Aku mengembalikan figura tadi kepada Kalila. "Semoga Viara ada di sebelah Reza waktu dia buka kadonya itu."

Kalila mengangguk-angguk dengan senang. "Pasti. Viara kan, SKSD banget sama keluarga gue. Palingan dia udah muncul jam dua belas malem. Kayaknya, dia punya kekuatan super buat muncul tiba-tiba. Gue enggak bakal kaget kalau tiba-tiba, dia muncul dari dalam kloset waktu gue lagi mandi."

Aku tertawa lalu bertanya, "SKSD?"

"Sok kenal sok deket," jawab Kalila. Tampaknya, mood-nya benar-benar bagus dan dia sedang teralihkan oleh semangat tentang kado Viara untuk Reza, sehingga dia tidak repot-repot menggodaku karena aku tidak tahu bahasa-bahasa aneh yang diucapkannya.

"Enggak cuma Viara aja, kok. Udah jadi tradisi di keluarga gue, kalau setiap ada yang ulang tahun, buka kadonya ramai-ramai. Jadi, orang tua gue bakal ngelihat juga gambar gue," jawab Kalila.

"Lo enggak takut dimarahin?" tanyaku, membayangkan reaksi Om Taufik dan Tante Anisa.

Kalila menggeleng. "Enggak. Biar mereka lihat gambar gue juga."

Kemudian aku sadar. "Orang tua lo pasti sadar kok, kalau gambar lo bagus banget."

"Semoga," kata Kalila sambil mendengus. "Waktu kecil, gue suka gambar-gambar enggak jelas di tembok. Ya, jelas orang tua gue marah dan nyita semua krayon gue. Sejak saat itu, gue keseringan diem-diem kalau gambar. Ya, walaupun sampai sekarang, gue kadang-kadang nyoret-nyoret tembok cuma biar bikin mereka kesel."

Aku mengerutkan kening. "Sayang banget, padahal mereka pasti seneng kalau anaknya punya bakat dan berprestasi," kataku, teringat reaksi mereka ketika Reza menceritakan kegiatan-kegiatannya.

"Iya, emang. Tapi selain gambar.

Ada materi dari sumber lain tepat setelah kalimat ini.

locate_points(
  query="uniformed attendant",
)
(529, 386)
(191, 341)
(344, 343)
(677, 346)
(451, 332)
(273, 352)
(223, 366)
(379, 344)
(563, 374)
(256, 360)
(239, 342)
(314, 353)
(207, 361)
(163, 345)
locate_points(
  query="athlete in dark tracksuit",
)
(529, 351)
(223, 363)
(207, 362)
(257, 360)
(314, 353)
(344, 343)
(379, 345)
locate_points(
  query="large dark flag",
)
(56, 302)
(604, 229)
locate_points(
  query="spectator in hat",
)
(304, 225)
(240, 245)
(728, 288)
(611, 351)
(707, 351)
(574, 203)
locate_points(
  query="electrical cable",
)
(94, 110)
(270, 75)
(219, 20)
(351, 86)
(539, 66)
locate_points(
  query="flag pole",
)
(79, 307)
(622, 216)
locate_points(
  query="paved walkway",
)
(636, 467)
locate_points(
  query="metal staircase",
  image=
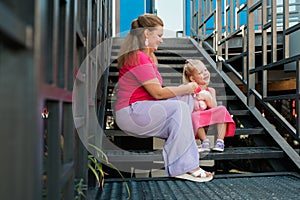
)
(256, 144)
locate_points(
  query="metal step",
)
(229, 154)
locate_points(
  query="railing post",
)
(219, 32)
(251, 53)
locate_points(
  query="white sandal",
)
(195, 176)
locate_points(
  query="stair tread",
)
(228, 154)
(239, 131)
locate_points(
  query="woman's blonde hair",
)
(189, 68)
(135, 39)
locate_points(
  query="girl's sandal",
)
(195, 176)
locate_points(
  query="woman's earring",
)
(146, 42)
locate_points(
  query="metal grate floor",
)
(256, 187)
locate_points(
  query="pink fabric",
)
(131, 79)
(219, 114)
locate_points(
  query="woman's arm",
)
(154, 88)
(209, 97)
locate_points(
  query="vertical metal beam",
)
(54, 152)
(298, 98)
(219, 31)
(264, 49)
(286, 42)
(251, 52)
(274, 30)
(231, 16)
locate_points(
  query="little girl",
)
(206, 111)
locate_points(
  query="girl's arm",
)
(211, 100)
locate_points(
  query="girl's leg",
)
(201, 134)
(221, 130)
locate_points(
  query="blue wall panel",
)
(129, 10)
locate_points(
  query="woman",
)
(145, 109)
(210, 113)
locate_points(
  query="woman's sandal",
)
(195, 176)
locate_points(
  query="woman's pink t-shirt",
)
(130, 81)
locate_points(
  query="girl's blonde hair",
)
(135, 39)
(189, 68)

Mereka lebih suka gue pinter di akademik, atau olahraga," jawab Kalila. "Menurut gue sendiri, selain karena gue suka gambar-gambar di tembok, itu juga karena orang tua gue enggak ada yang bisa dan minat di gambar. Mereka dominan di akademik dan olahraga. Maksudnya ya, bukannya mereka terang-terangan ngelarang gue, tapi kita biasanya lebih nyambung sama orang yang hobinya sama, kan? Nah, begitu juga orangtua gue--mereka jadi lebih nyambung ke Reza."

Aneh sekali. Mama senang aku berprestasi, makanya dia selalu mendorongku di berbagai macam aktivitas. Berbeda dengan orang tua Kalila, Mama mau aku berprestasi di segala bidang. Mulai dari akademik sampai seni. Semuanya. Dan aku juga tidak keberatan, soalnya itu semua menyenangkan.

Tapi Kalila tampaknya tidak akan sependapat denganku. Dia tampak sama sekali tidak tertarik pada akademik atau olahraga.

"Bahkan, mereka udah mau daftarin gue ikut olimpiade beberapa kali," kata Kalila. "Yang selalu gue tolak. Tapi tadi pagi, mereka minta gue ikut olimpiade lagi."

Aku berpikir sebentar kemudian berkata, "Kenapa enggak lo bikin perjanjian aja, Kal? Misalnya lo ikut olimpiade, orang tua lo harus mendukung hobi gambar lo. Kayak bolehin lo ikut kursus atau lomba gambar gitu."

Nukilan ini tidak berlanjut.